En effet, pour réussir, il faut d’abord peiner à entreprendre. Réunir des moyens et des ressources pour réaliser son rêve n’est pas une mince affaire. Travailler dur pour atteindre les objectifs escomptés ne suffit pas toujours. Pour tenir le cap contre vents et marées, il faut de l’acharnement et une détermination guidée par le sens qu’on donne à sa mission…à sa vie. Ce n’est pas un hasard que toute stratégie d’entreprise repose sur le triptyque Mission, Vision et …Valeurs. La tâche est d’autant plus difficile que l’entrepreneur doit satisfaire, en plus de lui-même, plusieurs parties prenantes ; les clients, les actionnaires ou financiers, les employés et la Cité. Il est évident que l’échelle de priorité dans la satisfaction des parties prenantes évolue fonction du temps et selon la maturité de l’entreprise.
Il apparaît donc utile d’analyser le parcours entreprenarial, pour adapter le cas échéant notre perception ou le traitement qu’on devrait réserver aux entrepreneurs sur leur chemin de croix. Sans que cela ne soit exclusif, trois grandes phases se distinguent dans la plupart des parcours, et qui sont résumées ci-après.
La première phase « pre-acting » correspond à une étape conceptuelle de mise en perspective de l’objet de l’entreprise et la modélisation des risques par le futur entrepreneur. C’est un exercice vital pour la transformation d’idées en projets. Durant cette phase, se déroule un processus par lequel le futur entrepreneur, seul ou à plusieurs, prend conscience que le fait d’entreprendre constitue une option ou une solution viable ; on prépare son projet, et on se projette dans le futur…le mobile se trouve essentiellement dans l’ambition personnelle qui nourrit l’entrepreneur et dans sa volonté d’aller jusqu’au bout du rêve.

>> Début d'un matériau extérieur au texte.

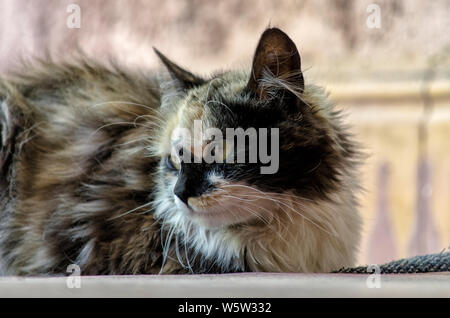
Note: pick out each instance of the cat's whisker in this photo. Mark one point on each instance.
(130, 211)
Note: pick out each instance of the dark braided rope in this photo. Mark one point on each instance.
(439, 262)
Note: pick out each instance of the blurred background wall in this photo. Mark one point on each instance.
(393, 80)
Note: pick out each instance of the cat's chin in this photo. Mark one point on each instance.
(209, 218)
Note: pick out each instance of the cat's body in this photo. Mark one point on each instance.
(85, 178)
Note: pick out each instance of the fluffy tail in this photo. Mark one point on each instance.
(439, 262)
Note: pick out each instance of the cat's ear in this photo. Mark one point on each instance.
(182, 78)
(276, 57)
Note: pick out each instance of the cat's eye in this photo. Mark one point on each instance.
(172, 162)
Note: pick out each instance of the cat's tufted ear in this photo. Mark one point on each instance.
(183, 78)
(276, 57)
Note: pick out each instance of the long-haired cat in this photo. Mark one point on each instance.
(92, 171)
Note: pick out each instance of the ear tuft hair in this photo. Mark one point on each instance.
(183, 78)
(276, 56)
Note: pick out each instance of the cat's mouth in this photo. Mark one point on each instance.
(225, 210)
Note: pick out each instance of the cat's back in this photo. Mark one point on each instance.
(72, 144)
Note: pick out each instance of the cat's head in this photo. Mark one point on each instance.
(290, 149)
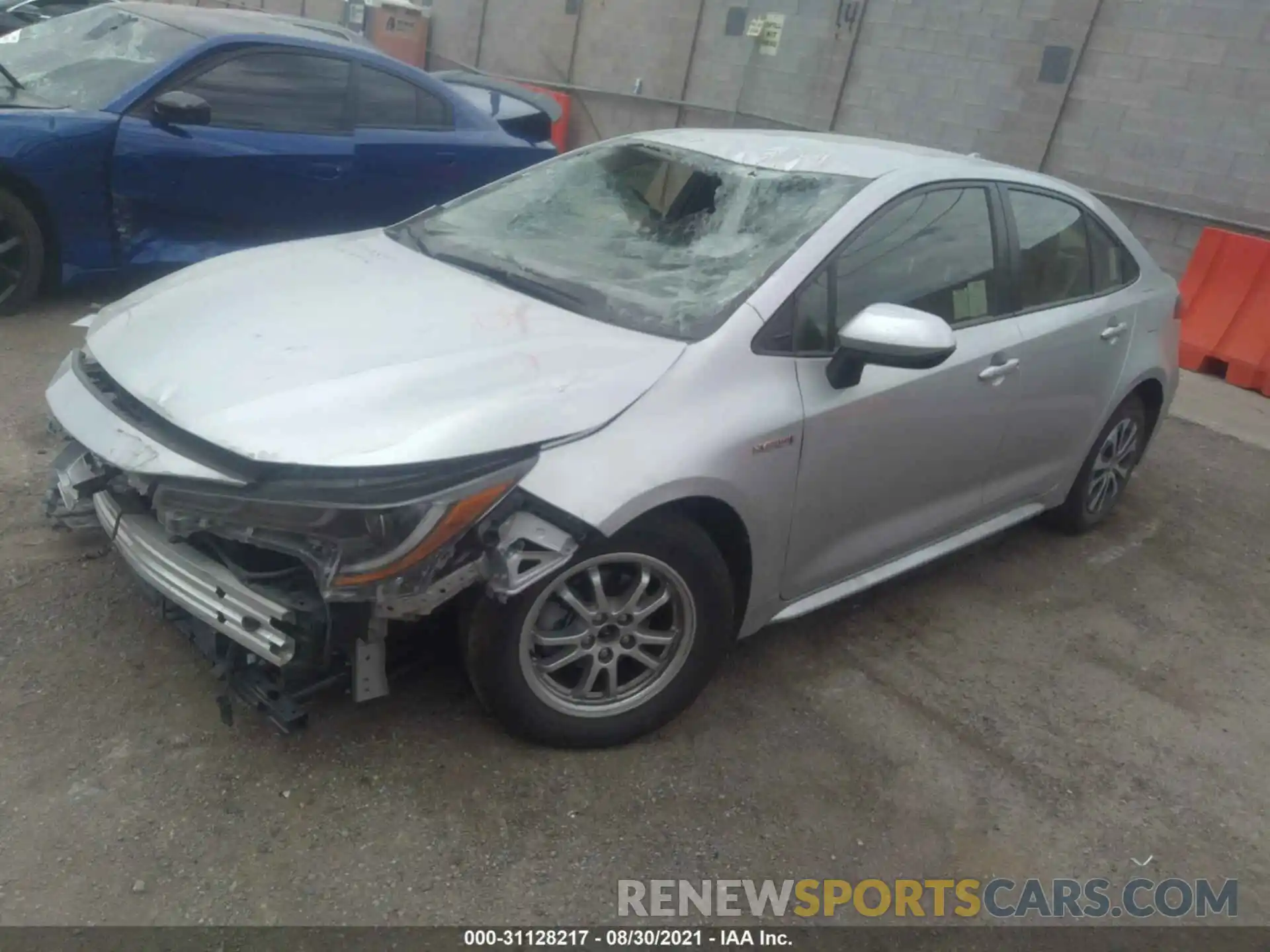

La phase « acting » correspond à la mise en partage d’un certain nombre de fonctions qu’on a du mal à exercer seul, c’est la dimension collective de l’entreprenariat ou la confrontation directe de l’intelligence individuelle à celle collective. Cette phase marque le passage du projet à l’entreprise. Durant cette phase, l’entrepreneur se doit non seulement de passer à l’acte, mais aussi d’offrir du travail à d’autres et à collaborer avec des partenaires externes (client, fournisseurs, administration,…). Notons que dans cette étape, toute la richesse de l’entreprise est mobilisée pour la croissance, voire la survie de l’entreprise, dont elle-même dépend bien souvent la survie de son entrepreneur.
Enfin, la phase « post-acting» qui est l’aboutissement du chemin entreprenariale. C’est la consécration de la réussite et un moment de reconnaissance sociale. Cette phase marque le passage d’entreprise singulière à entreprise plurielle… avec sa dimension éthique de contribution au bien-être de la Cité. Atteindre cette étape, veut dire simplement qu’on n’a plus rien à prouver à soi-même. Alors on entreprend par plaisir d’entreprendre, pour les autres et pour renforcer le sens qu’on s’est donné à sa vie,… on cherche à créer de la valeur, tout en étant également attentif à ce que la richesse réalisée ne soit pas totalement distribuée aux actionnaires mais assure aussi la pérennité de l’entreprise, et profite à ceux qui y travaillent. Veillant ainsi à ne pas tomber dans la recherche systématique de la rentabilité à court terme.
Chacune de ces phases a sa légitimité, son utilité sociale. Ces trois actes se complètent et peuvent co-exister voire s’hybrider, pour donner à l’entrepreneur le rôle qui lui sied dans le tissu socio-économique. Cela mériterait une nouvelle considération de la part de l’administration et des services publics de notre pays.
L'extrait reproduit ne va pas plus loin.